Потому что сейчас я — это я.

— Потом настало время других простых фантазий Гермионы Грейнджер — идеальные экзамены, потрясающие рецензии профессоров, неплохая репутация. Когда же появились первые признаки начинающейся войны, я мечтала только об одном — ее пережить. Не более. Еще позже я задумывалась о семье. Возможном муже, детях, работе. В самые сложные моменты я рисовала идеальное будущее, где все наладится. Потому что тогда — не ладилось ничего, — я закусываю губу, предполагая, о чем пойдет речь дальше.

— После Малфой-Мэнора и битвы за Хогвартс все пошло по наклонной. Мне казалось, я схожу с ума. Пришлось все чаще просить у Мадам Помфри успокоительное, но легче не становилось. И у меня появились новые желания — спать без кошмаров, кричать не до срыва голоса, не бояться темноты, не бегать по школе, слыша голоса мертвых и, к великому сожалению, некоторых живых, — я всхлипнула, вспоминая нелегкое время, когда даже подготовка к урокам стоила сотен вздрагиваний от каждого шороха. — В одну из ночей мне приснилось, как Беллатриса отрезает мне руку по плечо. Первой и последней мыслью было — уж лучше отсутствие признака, чем клеймо, которое усердно не замечаешь, принимая душ, и прячешь от других под тонной повязок и одежды.

У меня потеют ладошки, в носу скапливается вязкая жидкость, а глаза вновь наполняются влагой, все еще успешно скрываемой от посторонних глаз. Я не хочу думать о том, что они знают меня, как облупленную.

— Дальше — я перестала существовать. Дышать. Чувствовать. Дальше — было неразличимое зло. Как я сказала сегодня… Как вы все прекрасно знали, — я делаю глубокий вдох и резко выдыхаю. Слезы брызгают из глаз, — да, черт возьми, я хотела умереть. Я пыталась умереть. И делала это тысячу раз мысленно, — вместе со мной, почти в унисон, шмыгает Джинни, и я вспоминаю о важном: — После того самого случая в ванной комнате я некоторое время, кажется, была на том свете. Видела родителей, которые отругали меня по полной программе, разгуливала какой-то полупризрачной походкой между вами, корила Джинни за ее слезы, как и сейчас это делаю. И тогда же я впервые угадала в гребаной Джонси черты настоящего кошмара.

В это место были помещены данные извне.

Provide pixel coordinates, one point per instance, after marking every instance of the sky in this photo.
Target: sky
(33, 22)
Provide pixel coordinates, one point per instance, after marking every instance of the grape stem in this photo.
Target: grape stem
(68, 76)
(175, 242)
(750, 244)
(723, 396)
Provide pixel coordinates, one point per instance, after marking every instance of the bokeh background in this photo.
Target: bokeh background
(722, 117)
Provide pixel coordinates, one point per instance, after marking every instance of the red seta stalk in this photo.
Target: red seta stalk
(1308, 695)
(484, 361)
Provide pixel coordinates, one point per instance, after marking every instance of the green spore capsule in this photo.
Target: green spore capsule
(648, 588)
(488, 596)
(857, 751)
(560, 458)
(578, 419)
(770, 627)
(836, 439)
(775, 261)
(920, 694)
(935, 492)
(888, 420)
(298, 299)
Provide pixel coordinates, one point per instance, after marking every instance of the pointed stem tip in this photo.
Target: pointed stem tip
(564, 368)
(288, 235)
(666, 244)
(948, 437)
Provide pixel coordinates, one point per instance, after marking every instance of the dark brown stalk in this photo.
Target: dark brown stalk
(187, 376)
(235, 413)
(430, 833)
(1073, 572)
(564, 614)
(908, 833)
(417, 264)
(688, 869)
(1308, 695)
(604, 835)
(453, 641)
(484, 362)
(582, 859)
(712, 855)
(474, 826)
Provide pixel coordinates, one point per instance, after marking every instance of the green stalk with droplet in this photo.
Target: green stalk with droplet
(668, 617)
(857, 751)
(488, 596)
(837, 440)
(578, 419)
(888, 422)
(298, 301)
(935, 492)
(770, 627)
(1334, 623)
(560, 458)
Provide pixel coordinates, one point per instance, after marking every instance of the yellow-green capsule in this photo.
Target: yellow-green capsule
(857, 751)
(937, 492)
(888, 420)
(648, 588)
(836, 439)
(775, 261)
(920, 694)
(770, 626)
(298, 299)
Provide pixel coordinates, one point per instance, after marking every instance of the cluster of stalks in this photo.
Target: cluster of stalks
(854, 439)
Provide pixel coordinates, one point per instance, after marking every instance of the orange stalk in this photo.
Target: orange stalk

От переизбытка щемящих эмоций я пошатываюсь и почти падаю вперед, вовремя придержавшись о пол рукой. Я все еще сморю под себя, но боковым зрением вижу чей-то резкий поддерживающий рывок в мою сторону, от чего отползаю ближе к углу, выставив ладони вперед:

— Мне сейчас так ужасно противно от своих слов и себя самой… Пожалуйста… Делайте вид, что вас здесь просто нет… Что я разговариваю с пустотой и пытаюсь найти ответы на самые сокровенные вопросы, которые она не запомнит, — бутылек выпадает из рук, и ладонями я прикрываю лицо, иногда вытирая его рукавами водолазки, размазывая соль по щекам и носу. Однако в комнате воцаряется тишина, нарушаемая все той же малюткой Уизли.